Jones Hall (1898-1991)

Emma Eccles Jones was Logan’s first kindergarten teacher. With warmth, humor and intelligence, she brought joy to the lives of children from 1926 to 1936. Under Edith Bowen’s mentorship, “Aunt Em” drew upon a world-class education from Radcliffe, University of California Berkeley and Columbia University Teachers College - to help establish Utah State University’s program of quality teacher preparation. The far-reaching effects of her work remind everyone that each day offers a gift: an opportunity to transform lives for the better. The Emma Eccles Jones College of Education and Human Services, named to honor Emma’s legacy, is dedicated to the highest levels of excellence in teaching, research and human service.
Merrill Hall (1876-1963)

Laura Rees Merrill exemplified the value of compassion to others. After having only formal education to the eighth grade available to her, Laura R. Merrill studied and passed the teacher’s exam and taught primary school. When requirements were raised, she attended Utah State Agricultural College, becoming one of the first women to attend.
Laura spent many years serving as a librarian at Logan High School and later at the Topaz Japanese Internment Camp in central Utah. She is remembered for her outreach to international students on campus, as well as writing letters to families who had lost loved ones in a tragic World War II plane accident in the mountains of Logan Canyon. Merrill Hall stands as a tribute to Laura’s life and a reminder to be a little kinder to all we meet.
Richards Hall (1886-1983)

LeGrand Richards was born in Farmington, Utah, on February, 6 1886. His youth was spent on the family farm in Tooele, Utah, where he and his brothers worked with their father, simultaneously hoeing in the fields and carrying on lively gospel discussions. After graduation from high school, young LeGrand completed an eighteen-month business college course in twelve months in Salt Lake City; then, at nineteen, he accepted a call to the Netherlands Mission for the Church of Jesus Christ of Latter-day Saints, in what would become the first of his four missions.
Home again, LeGrand obtained, among other work, employment auditing reports in the Presiding Bishop’s office.
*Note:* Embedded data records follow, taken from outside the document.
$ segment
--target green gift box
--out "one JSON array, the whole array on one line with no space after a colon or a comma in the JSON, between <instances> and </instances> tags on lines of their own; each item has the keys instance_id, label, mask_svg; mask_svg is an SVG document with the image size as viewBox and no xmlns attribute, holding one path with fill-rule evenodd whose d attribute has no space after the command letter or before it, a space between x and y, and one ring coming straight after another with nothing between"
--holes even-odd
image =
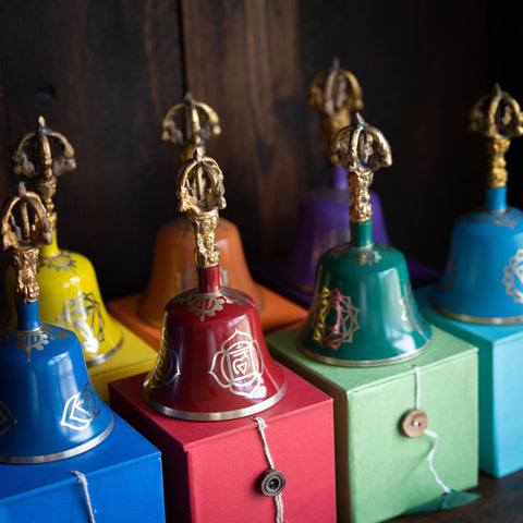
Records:
<instances>
[{"instance_id":1,"label":"green gift box","mask_svg":"<svg viewBox=\"0 0 523 523\"><path fill-rule=\"evenodd\" d=\"M295 330L267 337L273 357L333 398L340 521L385 521L439 498L436 476L452 490L477 485L477 349L433 331L419 356L366 368L309 358ZM427 414L427 431L406 437L400 422L415 406ZM427 460L434 448L436 476Z\"/></svg>"}]
</instances>

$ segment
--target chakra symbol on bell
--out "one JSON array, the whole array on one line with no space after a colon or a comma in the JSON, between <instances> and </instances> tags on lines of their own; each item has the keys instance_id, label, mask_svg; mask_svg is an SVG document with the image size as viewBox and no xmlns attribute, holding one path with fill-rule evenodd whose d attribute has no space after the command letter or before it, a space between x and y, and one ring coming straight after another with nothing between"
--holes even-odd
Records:
<instances>
[{"instance_id":1,"label":"chakra symbol on bell","mask_svg":"<svg viewBox=\"0 0 523 523\"><path fill-rule=\"evenodd\" d=\"M209 374L233 394L253 398L262 384L264 356L248 332L234 330L215 354Z\"/></svg>"},{"instance_id":2,"label":"chakra symbol on bell","mask_svg":"<svg viewBox=\"0 0 523 523\"><path fill-rule=\"evenodd\" d=\"M100 402L93 386L88 382L68 400L60 425L73 430L84 430L99 413Z\"/></svg>"}]
</instances>

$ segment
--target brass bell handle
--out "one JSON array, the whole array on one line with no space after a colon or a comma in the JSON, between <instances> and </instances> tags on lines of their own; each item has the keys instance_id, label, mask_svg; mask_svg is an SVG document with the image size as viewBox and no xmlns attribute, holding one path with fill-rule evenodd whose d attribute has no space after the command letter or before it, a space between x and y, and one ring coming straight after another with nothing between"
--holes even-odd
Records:
<instances>
[{"instance_id":1,"label":"brass bell handle","mask_svg":"<svg viewBox=\"0 0 523 523\"><path fill-rule=\"evenodd\" d=\"M15 270L15 302L35 303L38 300L36 266L39 247L51 243L51 224L39 196L28 192L21 182L17 194L11 197L2 212L2 246L12 250Z\"/></svg>"},{"instance_id":2,"label":"brass bell handle","mask_svg":"<svg viewBox=\"0 0 523 523\"><path fill-rule=\"evenodd\" d=\"M510 141L523 134L520 105L496 84L492 94L473 107L470 129L487 138L487 187L504 187L508 181L504 156Z\"/></svg>"},{"instance_id":3,"label":"brass bell handle","mask_svg":"<svg viewBox=\"0 0 523 523\"><path fill-rule=\"evenodd\" d=\"M185 161L177 178L178 210L186 212L194 234L196 267L216 267L220 251L215 231L219 222L219 209L226 208L223 173L200 148Z\"/></svg>"},{"instance_id":4,"label":"brass bell handle","mask_svg":"<svg viewBox=\"0 0 523 523\"><path fill-rule=\"evenodd\" d=\"M373 217L369 188L374 172L392 165L392 153L386 137L356 113L355 123L341 129L332 141L331 158L346 169L352 202L351 222L369 221Z\"/></svg>"},{"instance_id":5,"label":"brass bell handle","mask_svg":"<svg viewBox=\"0 0 523 523\"><path fill-rule=\"evenodd\" d=\"M351 124L351 113L363 109L363 94L357 78L340 68L338 58L329 69L319 71L311 82L308 105L318 109L324 127L325 150L330 158L330 144L340 129Z\"/></svg>"},{"instance_id":6,"label":"brass bell handle","mask_svg":"<svg viewBox=\"0 0 523 523\"><path fill-rule=\"evenodd\" d=\"M185 95L183 102L167 111L161 123L161 139L182 146L182 162L190 160L196 148L204 148L209 138L220 133L217 112L207 104L194 100L191 93Z\"/></svg>"},{"instance_id":7,"label":"brass bell handle","mask_svg":"<svg viewBox=\"0 0 523 523\"><path fill-rule=\"evenodd\" d=\"M59 146L54 157L49 138ZM44 117L39 117L36 130L20 139L12 159L14 174L24 177L28 187L40 196L54 229L57 217L52 197L57 191L57 178L76 169L72 145L65 136L50 130Z\"/></svg>"}]
</instances>

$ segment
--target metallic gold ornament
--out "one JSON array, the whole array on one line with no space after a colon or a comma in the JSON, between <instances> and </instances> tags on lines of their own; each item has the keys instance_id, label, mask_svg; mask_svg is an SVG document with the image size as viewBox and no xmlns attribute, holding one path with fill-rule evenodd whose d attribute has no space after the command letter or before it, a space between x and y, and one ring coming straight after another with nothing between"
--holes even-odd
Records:
<instances>
[{"instance_id":1,"label":"metallic gold ornament","mask_svg":"<svg viewBox=\"0 0 523 523\"><path fill-rule=\"evenodd\" d=\"M332 141L332 161L348 170L351 221L363 223L370 220L369 187L374 172L392 165L389 143L380 131L367 125L356 113L356 123L340 130Z\"/></svg>"},{"instance_id":2,"label":"metallic gold ornament","mask_svg":"<svg viewBox=\"0 0 523 523\"><path fill-rule=\"evenodd\" d=\"M265 344L255 302L220 283L215 230L223 194L219 166L197 148L177 177L178 208L194 233L197 288L165 307L158 360L144 381L147 403L182 419L255 414L277 403L287 388Z\"/></svg>"},{"instance_id":3,"label":"metallic gold ornament","mask_svg":"<svg viewBox=\"0 0 523 523\"><path fill-rule=\"evenodd\" d=\"M167 111L161 129L161 139L181 145L182 162L191 159L197 147L204 148L211 136L221 133L216 111L207 104L195 101L190 93L182 104Z\"/></svg>"},{"instance_id":4,"label":"metallic gold ornament","mask_svg":"<svg viewBox=\"0 0 523 523\"><path fill-rule=\"evenodd\" d=\"M49 138L58 145L58 154L52 157ZM31 158L34 158L31 161ZM27 180L27 186L40 195L47 216L54 230L57 214L52 197L57 191L57 178L63 172L76 169L74 149L60 133L46 125L44 117L38 118L36 131L25 134L13 153L13 172Z\"/></svg>"},{"instance_id":5,"label":"metallic gold ornament","mask_svg":"<svg viewBox=\"0 0 523 523\"><path fill-rule=\"evenodd\" d=\"M51 222L52 242L40 248L37 266L40 316L73 330L81 340L87 365L100 364L121 348L122 330L105 307L93 264L80 254L60 250L57 241L57 179L76 168L74 149L39 117L36 131L25 134L16 145L13 161L14 173L38 193ZM7 288L12 276L8 271ZM12 319L12 304L10 308Z\"/></svg>"},{"instance_id":6,"label":"metallic gold ornament","mask_svg":"<svg viewBox=\"0 0 523 523\"><path fill-rule=\"evenodd\" d=\"M340 69L338 58L332 65L317 73L308 89L308 105L319 110L324 126L326 156L338 131L351 124L351 112L363 109L362 88L356 77Z\"/></svg>"},{"instance_id":7,"label":"metallic gold ornament","mask_svg":"<svg viewBox=\"0 0 523 523\"><path fill-rule=\"evenodd\" d=\"M89 381L76 336L40 323L36 265L39 246L52 241L50 231L38 195L19 184L1 217L16 281L16 324L0 330L2 463L70 458L100 443L113 426L111 410Z\"/></svg>"},{"instance_id":8,"label":"metallic gold ornament","mask_svg":"<svg viewBox=\"0 0 523 523\"><path fill-rule=\"evenodd\" d=\"M467 324L522 324L523 212L507 205L504 160L511 138L523 134L520 105L496 84L475 104L470 129L487 138L485 204L455 221L431 304Z\"/></svg>"},{"instance_id":9,"label":"metallic gold ornament","mask_svg":"<svg viewBox=\"0 0 523 523\"><path fill-rule=\"evenodd\" d=\"M223 174L218 163L202 156L197 148L192 161L186 161L177 179L178 210L187 212L194 233L194 260L196 267L216 267L220 251L215 231L219 222L219 209L226 208Z\"/></svg>"},{"instance_id":10,"label":"metallic gold ornament","mask_svg":"<svg viewBox=\"0 0 523 523\"><path fill-rule=\"evenodd\" d=\"M351 242L323 254L313 302L297 332L301 349L332 365L369 367L417 356L431 337L417 309L404 256L374 242L369 186L392 163L385 136L356 113L332 142L332 159L348 171Z\"/></svg>"},{"instance_id":11,"label":"metallic gold ornament","mask_svg":"<svg viewBox=\"0 0 523 523\"><path fill-rule=\"evenodd\" d=\"M494 93L481 98L472 109L470 129L487 138L487 187L504 187L508 179L504 155L510 141L523 134L520 105L496 84Z\"/></svg>"}]
</instances>

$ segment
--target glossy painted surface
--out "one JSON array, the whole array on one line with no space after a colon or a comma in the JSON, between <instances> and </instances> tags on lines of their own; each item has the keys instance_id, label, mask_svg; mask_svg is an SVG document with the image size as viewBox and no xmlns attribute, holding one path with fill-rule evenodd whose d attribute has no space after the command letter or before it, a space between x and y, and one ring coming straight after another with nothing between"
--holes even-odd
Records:
<instances>
[{"instance_id":1,"label":"glossy painted surface","mask_svg":"<svg viewBox=\"0 0 523 523\"><path fill-rule=\"evenodd\" d=\"M221 284L245 292L262 311L264 295L248 271L236 226L220 218L216 243L220 248ZM158 230L149 282L138 302L138 315L144 321L161 327L163 309L169 301L197 285L193 250L194 238L185 218Z\"/></svg>"},{"instance_id":2,"label":"glossy painted surface","mask_svg":"<svg viewBox=\"0 0 523 523\"><path fill-rule=\"evenodd\" d=\"M352 243L321 256L299 342L311 357L376 366L417 355L431 336L417 309L404 256L372 242L372 222L351 223Z\"/></svg>"},{"instance_id":3,"label":"glossy painted surface","mask_svg":"<svg viewBox=\"0 0 523 523\"><path fill-rule=\"evenodd\" d=\"M144 382L148 404L182 419L231 419L260 412L285 391L265 344L256 305L219 285L219 267L198 269L200 289L169 302L155 368Z\"/></svg>"},{"instance_id":4,"label":"glossy painted surface","mask_svg":"<svg viewBox=\"0 0 523 523\"><path fill-rule=\"evenodd\" d=\"M40 318L74 331L88 366L102 363L120 348L122 331L106 309L93 264L81 254L60 250L57 232L52 235L38 258ZM7 285L14 285L12 270L8 270ZM9 312L7 325L16 321L12 301Z\"/></svg>"},{"instance_id":5,"label":"glossy painted surface","mask_svg":"<svg viewBox=\"0 0 523 523\"><path fill-rule=\"evenodd\" d=\"M485 208L454 224L447 267L431 295L453 319L523 323L523 212L507 206L506 191L488 188Z\"/></svg>"},{"instance_id":6,"label":"glossy painted surface","mask_svg":"<svg viewBox=\"0 0 523 523\"><path fill-rule=\"evenodd\" d=\"M21 327L38 303L17 305ZM42 323L0 332L0 461L42 463L85 452L111 431L111 410L89 381L76 336Z\"/></svg>"},{"instance_id":7,"label":"glossy painted surface","mask_svg":"<svg viewBox=\"0 0 523 523\"><path fill-rule=\"evenodd\" d=\"M323 253L351 240L349 207L351 192L346 170L331 166L331 186L306 193L300 202L294 248L283 268L283 278L304 291L312 291L316 267ZM343 183L344 181L344 183ZM388 243L381 204L370 191L374 212L374 235Z\"/></svg>"}]
</instances>

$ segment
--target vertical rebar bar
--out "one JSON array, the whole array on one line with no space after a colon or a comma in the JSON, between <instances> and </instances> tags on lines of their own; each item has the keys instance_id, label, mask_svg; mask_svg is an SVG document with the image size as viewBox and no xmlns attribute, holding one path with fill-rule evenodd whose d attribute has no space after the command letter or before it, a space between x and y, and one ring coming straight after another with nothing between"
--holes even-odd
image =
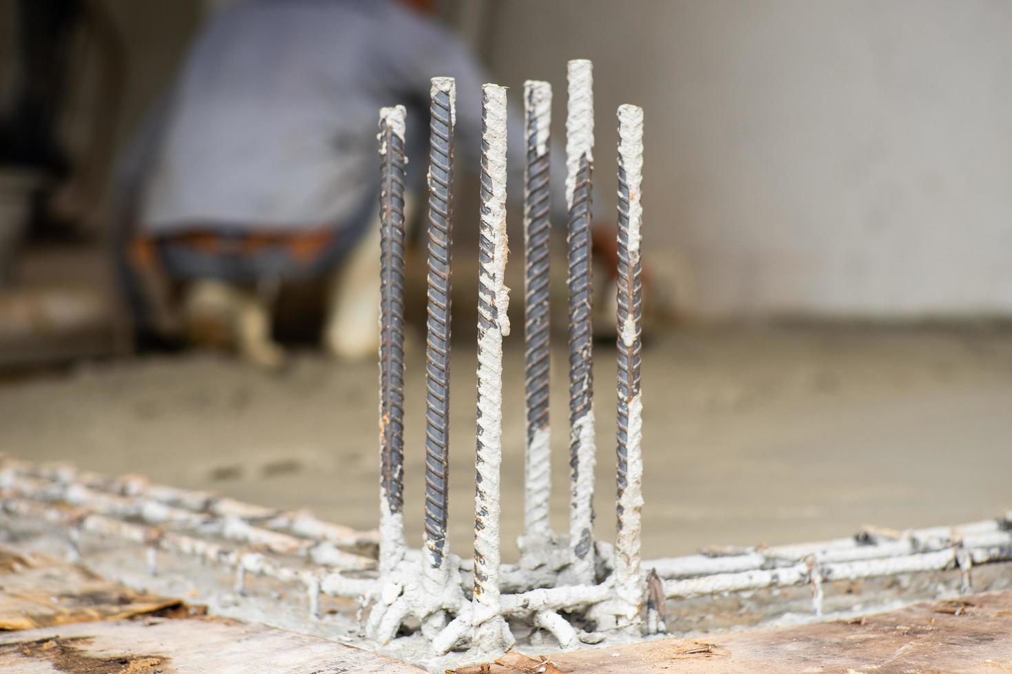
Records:
<instances>
[{"instance_id":1,"label":"vertical rebar bar","mask_svg":"<svg viewBox=\"0 0 1012 674\"><path fill-rule=\"evenodd\" d=\"M591 284L591 180L594 168L593 67L568 64L566 205L569 208L570 546L578 583L594 582L594 407Z\"/></svg>"},{"instance_id":2,"label":"vertical rebar bar","mask_svg":"<svg viewBox=\"0 0 1012 674\"><path fill-rule=\"evenodd\" d=\"M434 77L429 91L429 274L425 335L425 573L443 582L449 480L450 245L453 238L453 123L456 85Z\"/></svg>"},{"instance_id":3,"label":"vertical rebar bar","mask_svg":"<svg viewBox=\"0 0 1012 674\"><path fill-rule=\"evenodd\" d=\"M403 105L380 110L380 568L404 558Z\"/></svg>"},{"instance_id":4,"label":"vertical rebar bar","mask_svg":"<svg viewBox=\"0 0 1012 674\"><path fill-rule=\"evenodd\" d=\"M643 182L643 108L618 107L618 429L615 510L615 591L625 606L619 627L640 621L643 509L643 400L640 395L643 282L640 228Z\"/></svg>"},{"instance_id":5,"label":"vertical rebar bar","mask_svg":"<svg viewBox=\"0 0 1012 674\"><path fill-rule=\"evenodd\" d=\"M509 334L506 287L506 89L482 86L482 212L478 283L478 428L475 461L474 641L503 648L499 593L502 339Z\"/></svg>"},{"instance_id":6,"label":"vertical rebar bar","mask_svg":"<svg viewBox=\"0 0 1012 674\"><path fill-rule=\"evenodd\" d=\"M524 462L524 535L552 538L549 497L552 490L549 429L549 147L552 85L523 83L526 157L523 166L524 251L524 402L527 447Z\"/></svg>"}]
</instances>

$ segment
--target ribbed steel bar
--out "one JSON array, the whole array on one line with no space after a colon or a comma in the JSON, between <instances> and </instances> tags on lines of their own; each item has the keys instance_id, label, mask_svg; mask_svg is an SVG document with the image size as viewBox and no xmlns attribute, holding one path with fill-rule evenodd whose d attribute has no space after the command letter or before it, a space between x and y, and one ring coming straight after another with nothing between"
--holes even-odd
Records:
<instances>
[{"instance_id":1,"label":"ribbed steel bar","mask_svg":"<svg viewBox=\"0 0 1012 674\"><path fill-rule=\"evenodd\" d=\"M524 462L524 534L551 539L549 496L552 489L549 429L549 193L552 85L527 80L523 85L523 251L524 251L524 402L527 447Z\"/></svg>"},{"instance_id":2,"label":"ribbed steel bar","mask_svg":"<svg viewBox=\"0 0 1012 674\"><path fill-rule=\"evenodd\" d=\"M591 180L594 168L593 71L569 62L566 201L569 208L570 545L574 580L594 582L594 394L592 356Z\"/></svg>"},{"instance_id":3,"label":"ribbed steel bar","mask_svg":"<svg viewBox=\"0 0 1012 674\"><path fill-rule=\"evenodd\" d=\"M404 558L403 105L380 110L380 567Z\"/></svg>"},{"instance_id":4,"label":"ribbed steel bar","mask_svg":"<svg viewBox=\"0 0 1012 674\"><path fill-rule=\"evenodd\" d=\"M643 182L643 108L618 108L618 410L617 496L615 500L615 591L625 605L620 617L639 622L644 586L641 578L643 508L643 400L640 365L643 343L643 281L640 227Z\"/></svg>"},{"instance_id":5,"label":"ribbed steel bar","mask_svg":"<svg viewBox=\"0 0 1012 674\"><path fill-rule=\"evenodd\" d=\"M453 231L453 78L432 78L429 122L429 274L425 336L425 564L441 579L449 479L450 245ZM441 580L440 580L441 582Z\"/></svg>"},{"instance_id":6,"label":"ribbed steel bar","mask_svg":"<svg viewBox=\"0 0 1012 674\"><path fill-rule=\"evenodd\" d=\"M482 87L482 208L478 282L478 428L475 475L475 645L502 649L499 588L502 464L502 339L509 334L506 288L506 89Z\"/></svg>"}]
</instances>

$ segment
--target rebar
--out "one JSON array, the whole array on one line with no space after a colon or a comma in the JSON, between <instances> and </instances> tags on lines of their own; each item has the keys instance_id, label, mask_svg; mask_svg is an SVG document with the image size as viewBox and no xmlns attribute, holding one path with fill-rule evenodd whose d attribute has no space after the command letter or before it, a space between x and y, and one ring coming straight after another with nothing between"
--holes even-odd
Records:
<instances>
[{"instance_id":1,"label":"rebar","mask_svg":"<svg viewBox=\"0 0 1012 674\"><path fill-rule=\"evenodd\" d=\"M502 463L502 339L509 334L506 287L506 89L482 86L482 206L478 285L478 429L475 474L473 641L510 646L499 589Z\"/></svg>"},{"instance_id":2,"label":"rebar","mask_svg":"<svg viewBox=\"0 0 1012 674\"><path fill-rule=\"evenodd\" d=\"M434 77L429 91L429 260L425 336L426 575L442 584L449 480L450 247L456 85Z\"/></svg>"},{"instance_id":3,"label":"rebar","mask_svg":"<svg viewBox=\"0 0 1012 674\"><path fill-rule=\"evenodd\" d=\"M549 260L552 223L549 219L550 128L552 85L527 80L523 84L523 250L524 250L524 409L527 445L524 460L524 536L552 540L551 431L549 428Z\"/></svg>"},{"instance_id":4,"label":"rebar","mask_svg":"<svg viewBox=\"0 0 1012 674\"><path fill-rule=\"evenodd\" d=\"M172 508L179 508L180 511ZM186 514L181 510L190 512ZM247 594L256 591L255 583L251 582L254 577L298 583L310 595L311 614L314 613L313 599L320 593L383 603L382 597L389 588L383 578L350 577L312 558L292 557L289 545L265 545L260 552L251 550L251 544L259 547L271 540L262 535L252 539L237 536L236 541L241 546L238 548L221 541L222 538L229 538L225 536L226 532L241 533L242 527L233 525L229 528L227 521L231 519L243 520L249 527L279 526L299 538L308 539L313 547L329 543L333 534L338 534L348 543L374 541L371 533L350 532L319 520L312 520L311 527L297 533L289 523L307 517L304 513L278 512L204 492L147 485L137 476L108 479L67 468L44 469L0 458L0 511L5 516L31 518L63 526L70 538L99 536L131 542L142 547L145 553L157 550L165 554L192 556L216 567L233 570L237 572L237 578L241 568ZM716 557L712 557L714 553L710 552L709 555L645 561L644 568L655 564L659 567L659 576L671 572L692 574L667 581L654 577L648 582L654 612L652 620L656 629L663 631L664 595L700 596L804 584L818 587L833 581L946 570L960 571L963 591L968 591L974 568L1012 561L1010 521L1012 513L1005 513L959 526L928 527L889 535L865 531L847 539L747 550ZM346 537L346 533L350 536ZM284 541L283 538L277 539L277 543ZM296 548L305 550L306 546ZM761 558L762 567L738 573L727 572L733 568L726 563L728 561L735 561L741 568L742 563L755 564L756 558ZM606 558L604 561L607 561ZM662 565L662 562L666 564ZM503 565L503 571L507 566ZM666 566L664 572L661 571L662 566ZM471 581L470 575L467 579L462 574L453 577L454 583ZM396 620L409 613L417 615L410 602L402 600L407 596L409 586L406 584L404 596L391 599L388 611L377 614L387 623L389 634L390 625ZM502 595L501 614L528 619L549 630L560 639L561 644L572 644L569 631L551 613L579 614L612 602L614 596L610 581L598 585L518 589L516 593ZM401 603L398 604L398 601ZM457 617L436 637L430 638L433 651L437 654L445 653L467 636L472 614L476 612L475 604L466 602L462 593L458 598L442 601L447 610L456 612ZM406 608L408 612L405 612ZM815 610L820 610L818 603ZM394 624L393 633L396 631L397 625ZM584 636L581 635L580 639Z\"/></svg>"},{"instance_id":5,"label":"rebar","mask_svg":"<svg viewBox=\"0 0 1012 674\"><path fill-rule=\"evenodd\" d=\"M640 571L643 509L643 400L640 391L643 281L643 108L618 108L617 495L615 590L625 604L620 617L639 622L644 584Z\"/></svg>"},{"instance_id":6,"label":"rebar","mask_svg":"<svg viewBox=\"0 0 1012 674\"><path fill-rule=\"evenodd\" d=\"M591 181L594 168L593 70L568 64L566 205L569 209L570 546L578 583L594 582L594 393L591 282Z\"/></svg>"},{"instance_id":7,"label":"rebar","mask_svg":"<svg viewBox=\"0 0 1012 674\"><path fill-rule=\"evenodd\" d=\"M380 568L404 558L403 105L380 110Z\"/></svg>"}]
</instances>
On May 19, 1909 he married Ina Jane Ashton in the Salt Lake Temple. She died in 1977.
Following his mission and marriage, LeGrand held several jobs and opened his own real estate business in Salt Lake City.
At the age of twenty-seven, LeGrand was called to preside over the Netherlands Mission, where he had served as a missionary just a few years earlier. Later he was to serve again as a missionary in the Eastern States Mission and then as president of the Southern States Mission. As a mission president, LeGrand became concerned with problems confronting missionaries in their approach to people of other faiths. Based on his own testimony and experience, LeGrand prepared a written guide for missionaries. The guide was later expanded to book form and was published as A Marvelous Work and a Wonder, still one of the most widely read books in the LDS Church.
LeGrand devoted his life to enthusiastic church service. He served as the bishop of three wards, as a branch president, on two stake high councils and as a stake president. After serving fourteen years as presiding bishop, he became a member of the Quorum of the Twelve in 1952.
*Note: All bios are current and up-to-date as of Summer 2022.